Cause and effect. What came first, the corn or the feedlots? Maybe the corn is there because there is a demand for it? Geeezz ... who'da thought.

What came first, the feedlots or the packers? Maybe the feedlots located themselves close to the packers to save the shipping costs? After all, the packers don't really care how much it costs to get the cattle to the plant, their concern is how much it costs to get the beef out of the plant.

Twenty years ago if you'd asked Canadian farmers if they would quit growing wheat, they would have said you were crazy. But it has happened. Wheat is only a rotation crop now, not the main crop it used to be.

Never say never. Things change.
 
Maybe the feedlots located themselves close to the packers to save the shipping costs?

Think about that one, silly comment that needs further thought.
 
Hat: "It is utterly ridicilous for these Canucks to insinuate that feedlots will be moving out of the corn belt."

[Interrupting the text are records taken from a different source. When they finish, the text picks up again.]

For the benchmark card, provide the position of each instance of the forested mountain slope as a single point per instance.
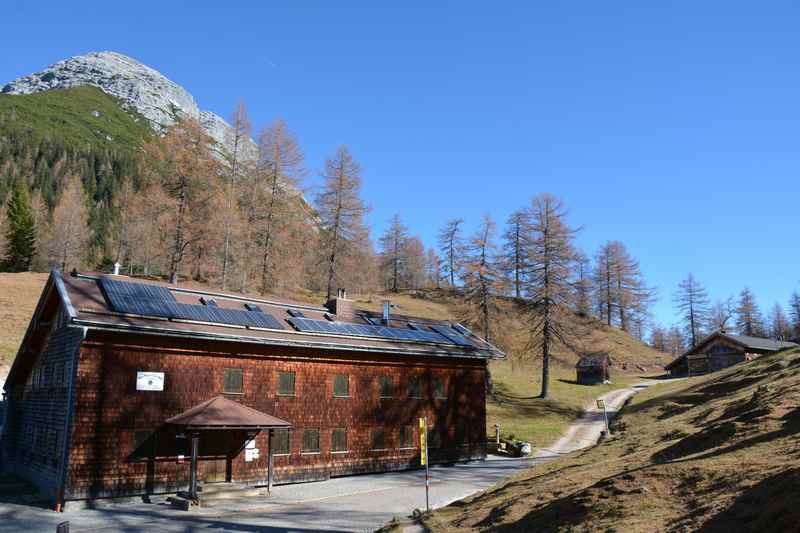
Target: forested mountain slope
(48, 137)
(713, 453)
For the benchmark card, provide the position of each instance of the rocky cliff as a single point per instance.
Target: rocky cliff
(152, 94)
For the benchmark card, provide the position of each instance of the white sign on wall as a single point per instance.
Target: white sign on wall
(150, 381)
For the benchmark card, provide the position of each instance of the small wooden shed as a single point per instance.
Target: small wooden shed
(592, 369)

Where did anyone from Canada say that?


~SH~
 
2 years ago there was train loads of U.S. corn move into southern Alberta. Those boys didn't know how to feed corn but they sure learned in a hurry.If ethanol takes over the corn market it might be to expensive to feed corn in Nebraska send them to Sask to eat BARLEY. :cowboy:
 
Ethanol production removes the starch from corn, leaving a concentration of phosphorus in the byproduct. The byproduct also is high in protein, which makes it desirable as a feed supplement for cattle.
 
rancher said:
Ethanol production removes the starch from corn, leaving a concentration of phosphorus in the byproduct. The byproduct also is high in protein, which makes it desirable as a feed supplement for cattle.

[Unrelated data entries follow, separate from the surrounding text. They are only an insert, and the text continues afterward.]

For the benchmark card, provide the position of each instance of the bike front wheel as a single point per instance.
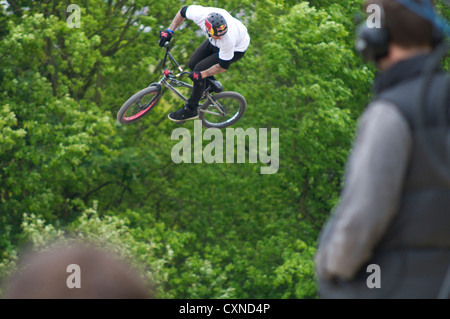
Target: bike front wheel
(222, 109)
(139, 105)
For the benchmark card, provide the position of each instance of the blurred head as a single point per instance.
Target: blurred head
(45, 275)
(401, 29)
(216, 25)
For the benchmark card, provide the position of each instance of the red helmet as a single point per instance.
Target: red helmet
(216, 24)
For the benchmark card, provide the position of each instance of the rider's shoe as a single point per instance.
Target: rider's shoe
(183, 114)
(215, 85)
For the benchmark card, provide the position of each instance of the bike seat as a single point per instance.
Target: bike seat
(215, 85)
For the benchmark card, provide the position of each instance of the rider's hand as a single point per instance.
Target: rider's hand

Yea but they like energy for fattening.Alot of that brewers grain goes to the dairy farms. Feedlots can't afford it in most cases.
 
rancher, I do hope you intended your "please explain this to a dumb rancher" reply to Agmans' "Energy efficiency in the US is twice the level it was during the last (every) crisis" as a joke.

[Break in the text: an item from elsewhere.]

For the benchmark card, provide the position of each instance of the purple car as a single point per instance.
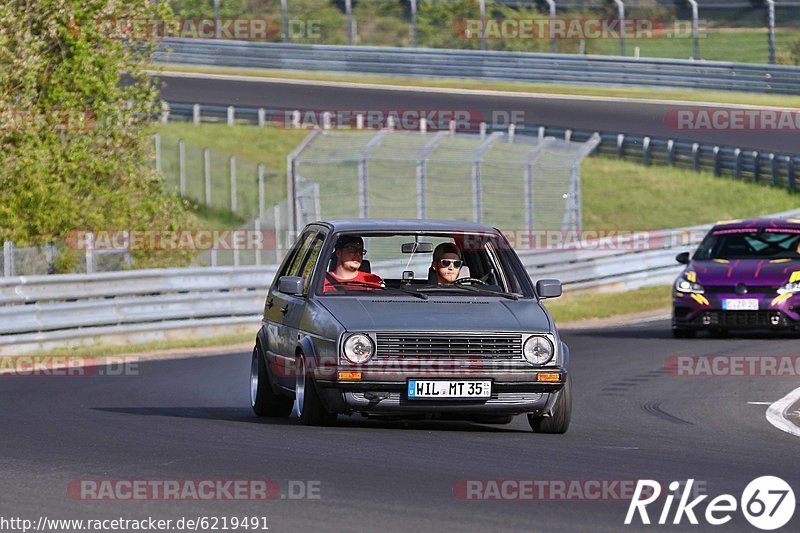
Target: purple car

Do we agree that all of us can make typo's occasionally? Didn't most people get it that he meant "energy crisis"?

BTW, I skimmed through a pretty good guest ed. in the RC Journal which shows how fuel prices are not all that bad compared with the increases in value of what we have (homes, land, cattle, etc.) due to inflation. Fuel prices have remained well below those items in the inflation scheme of things, so Alan Aker says. I have seen nothing to contradict his points on the subject. Anyone else have a view on this? Maybe it should be a new thread, though, to avoid more confusion.

MRJ
 
Additional thought on the subject of this thread: I wonder, due to some replies/comments on this and other threads, if everyone understands that the border closure harms the SMALL packers in the north and northwestern USA, far more than the mega-packers R-CALFers love to hate?

Those small packers apparently need some Canadian cattle in order to have enough cattle to make it profitable to harvest the local USA raised cattle in their areas.